Here in Australia, Richmond’s “hill” also offered commanding views of a vast plateau, but one ripe for the developments of farming and grazing, and later, industry. Historian Janet McCalman tells us that Richmond’s social fate was determined by its topography. Richmond began its colonial days as a semi-rural home for the well-to-do. But it quickly became an over-crowded suburb of the working classes. This change in Richmond’s demography was foretold by the industries that began moving into the area from the 1860s.

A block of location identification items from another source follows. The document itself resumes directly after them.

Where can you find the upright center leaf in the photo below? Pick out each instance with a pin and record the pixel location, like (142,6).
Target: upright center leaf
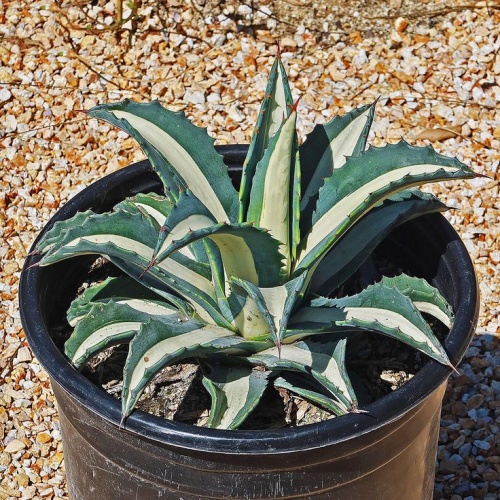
(270,201)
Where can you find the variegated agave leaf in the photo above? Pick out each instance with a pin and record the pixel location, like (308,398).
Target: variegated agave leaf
(276,107)
(235,392)
(384,308)
(187,154)
(363,182)
(360,241)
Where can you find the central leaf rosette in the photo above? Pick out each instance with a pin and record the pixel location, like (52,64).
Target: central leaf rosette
(234,278)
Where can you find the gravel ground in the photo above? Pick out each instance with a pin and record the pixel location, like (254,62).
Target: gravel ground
(435,68)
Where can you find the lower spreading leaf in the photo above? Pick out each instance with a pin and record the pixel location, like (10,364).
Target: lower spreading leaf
(232,279)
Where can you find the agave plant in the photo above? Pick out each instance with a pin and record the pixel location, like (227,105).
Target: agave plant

Tanneries, wool-washing plants, a brewery, boot and furniture making all took advantage of the wide, flat land by the river. The disused silo still standing in east Richmond was used for wheat. Closer to the heart of the suburb you can see the silos of a disused malthouse, which were converted into apartments and described by Philip Goad as forming “a brutish totemic tower of inner-city living.” Through industry, Richmond became a creation of the late Victorian boom. In another hundred years it’ll probably be seen as the creation of early twenty-first century gentrification.
Richmond hardly bears a visible trace of the past. Richmond Town Hall no longer reveals its Victorian era, revivalist gothic architecture. In the 1930s it was remodelled as a Council priority. And yet there are traces of an industrial past, evident in the malting silos in the far southwest corner of Cremorne, next to the freeway and by the river. If you notice these silos it’s probably for their billboards. And if you walk the backstreets you might glimpse a bluestone wall or a cobble-stone segment of road. But these things don’t amount to much.
And that’s okay. An absence of the past in Richmond means you don’t have to hear, see, or smell the slums. In 1916 a Richmond local despaired:
The aspect presented to the train traveller between Richmond and South Yarra is one of most unsightly backyards, and the mental impression of this city conveyed is that it is a slum neighbourhood excelled in unsightliness by nothing else between here and Sydney. Where it is not a slum, it is advertising hoarding, and the odours are certainly not those of ‘Araby the Blest’.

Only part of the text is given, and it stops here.